Zur Segnung der Verstorbenen am 03.12.2023

Heute war so viel Licht. So ein klarer, blauer Himmel und der Schnee glitzert und glänzt, da muss ich die Augen zusammenkneifen, sonst käm zu viel Licht rein.

Zu viel Licht…

So geht mir das manchmal.

Dann finde ich das Helle schwer zu ertragen, wenn alles so toll ist, so schön, so winterzauberwunderbar… Wenn Schönes geschieht.

Genau dann trauert sich das Traurige noch tiefer ins Herz.

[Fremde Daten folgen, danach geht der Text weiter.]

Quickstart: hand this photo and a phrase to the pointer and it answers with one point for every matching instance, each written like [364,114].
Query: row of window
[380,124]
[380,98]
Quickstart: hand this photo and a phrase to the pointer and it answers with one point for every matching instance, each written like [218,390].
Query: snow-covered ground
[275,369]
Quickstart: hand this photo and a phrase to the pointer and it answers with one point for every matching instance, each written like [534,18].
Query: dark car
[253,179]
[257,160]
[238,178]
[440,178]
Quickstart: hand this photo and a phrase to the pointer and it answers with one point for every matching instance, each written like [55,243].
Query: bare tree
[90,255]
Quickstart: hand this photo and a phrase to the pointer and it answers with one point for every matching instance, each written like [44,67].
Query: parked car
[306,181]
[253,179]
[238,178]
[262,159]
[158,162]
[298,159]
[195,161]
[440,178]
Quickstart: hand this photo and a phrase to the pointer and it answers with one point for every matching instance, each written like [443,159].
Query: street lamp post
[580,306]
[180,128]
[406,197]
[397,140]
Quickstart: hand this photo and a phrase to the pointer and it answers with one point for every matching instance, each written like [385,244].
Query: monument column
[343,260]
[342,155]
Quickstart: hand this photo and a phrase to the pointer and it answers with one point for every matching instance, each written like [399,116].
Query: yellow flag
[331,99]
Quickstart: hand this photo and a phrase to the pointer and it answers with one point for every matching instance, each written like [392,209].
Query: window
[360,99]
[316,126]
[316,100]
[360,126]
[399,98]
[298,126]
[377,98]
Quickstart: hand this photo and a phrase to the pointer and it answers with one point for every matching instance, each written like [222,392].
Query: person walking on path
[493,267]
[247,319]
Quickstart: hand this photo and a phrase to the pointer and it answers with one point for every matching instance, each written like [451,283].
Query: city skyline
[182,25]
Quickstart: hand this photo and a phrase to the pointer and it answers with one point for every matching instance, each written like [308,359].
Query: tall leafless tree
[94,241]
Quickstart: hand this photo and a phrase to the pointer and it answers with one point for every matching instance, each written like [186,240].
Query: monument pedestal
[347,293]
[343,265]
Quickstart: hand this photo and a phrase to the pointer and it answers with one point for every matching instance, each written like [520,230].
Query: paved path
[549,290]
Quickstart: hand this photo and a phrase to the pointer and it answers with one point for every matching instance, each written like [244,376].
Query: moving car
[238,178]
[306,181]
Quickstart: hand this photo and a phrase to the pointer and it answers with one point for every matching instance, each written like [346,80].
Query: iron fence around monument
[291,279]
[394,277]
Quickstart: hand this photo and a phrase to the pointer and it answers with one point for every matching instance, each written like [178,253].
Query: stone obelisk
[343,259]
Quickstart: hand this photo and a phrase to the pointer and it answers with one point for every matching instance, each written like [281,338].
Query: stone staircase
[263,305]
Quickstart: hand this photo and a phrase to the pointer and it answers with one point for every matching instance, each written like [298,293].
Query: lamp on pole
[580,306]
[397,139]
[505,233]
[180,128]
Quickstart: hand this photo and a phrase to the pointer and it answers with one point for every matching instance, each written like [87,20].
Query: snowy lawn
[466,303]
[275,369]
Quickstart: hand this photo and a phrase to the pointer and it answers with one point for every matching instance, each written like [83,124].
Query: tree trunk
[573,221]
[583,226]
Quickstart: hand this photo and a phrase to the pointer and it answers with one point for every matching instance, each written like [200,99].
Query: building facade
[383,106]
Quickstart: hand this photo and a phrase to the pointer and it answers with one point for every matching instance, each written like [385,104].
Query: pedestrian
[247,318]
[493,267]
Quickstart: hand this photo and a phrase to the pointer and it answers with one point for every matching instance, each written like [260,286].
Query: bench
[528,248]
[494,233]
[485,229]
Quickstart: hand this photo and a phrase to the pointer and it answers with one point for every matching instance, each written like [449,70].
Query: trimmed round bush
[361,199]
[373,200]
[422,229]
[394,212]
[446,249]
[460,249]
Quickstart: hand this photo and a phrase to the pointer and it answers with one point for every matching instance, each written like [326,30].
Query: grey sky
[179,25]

Seit Nicolas gestorben ist, unser Sohn, vor zweieinhalb Jahren, ist das so.

Ich sage manchmal, mein Leben ist nachgedunkelt. Und das wird immer so sein. Ich lebe kein Leben in totaler Finsternis, wirklich nicht. Ich kenn sie aber. Sie ist nicht immer gleich schlimm. Ich bin nicht immer gleich.

Finsternis ist nicht gleich Finsternis.

Und wir alle hier haben unsere eigene…

Ich habe gemerkt, ich kenne mich inzwischen ganz gut aus im Dunkeln. Weil es vertraut ist.

Als Nachtblinde weiß ich mir zu helfen. Es geht nicht alles so schnell. Man muss warten. Tasten. Lauschen. Abstand halten oder Nähe suchen, je nachdem. Vielleicht auch mal rufen: Bist du da, kannst du mir helfen?

Oder es gibt ein Geländer. Wenn du nachts durch ein Treppenhaus gehst und plötzlich geht das Licht aus – dann pass auf, dass du nicht ins Leere trittst, nicht hinunterstürzt. Achte auf deinen Weg. Bleib stehen, setz dich vielleicht auch einfach hin, auf eine Stufe. Oder geh behutsam, dein Fuß tastet, Stufe für Stufe, wo endet sie, wie weit noch, wie tief? Und die Hand sucht das Geländer – das führt dich. Vertrau.

Durchs Dunkel gehen geht.

Langsamer. Ängstlicher.

Du kannst dich an die Dunkelheit gewöhnen.

Und so was wie Licht entdecken.

Ganz leise. Ganz schwach - und gerade so stark genug.

Wie ein Nachtlicht für Kinder, oder wie wenn einer die Tür einen Spaltbreit offen lässt…

Und das Licht scheint in der Finsternis, und die Finsternis hat´s nicht ergriffen.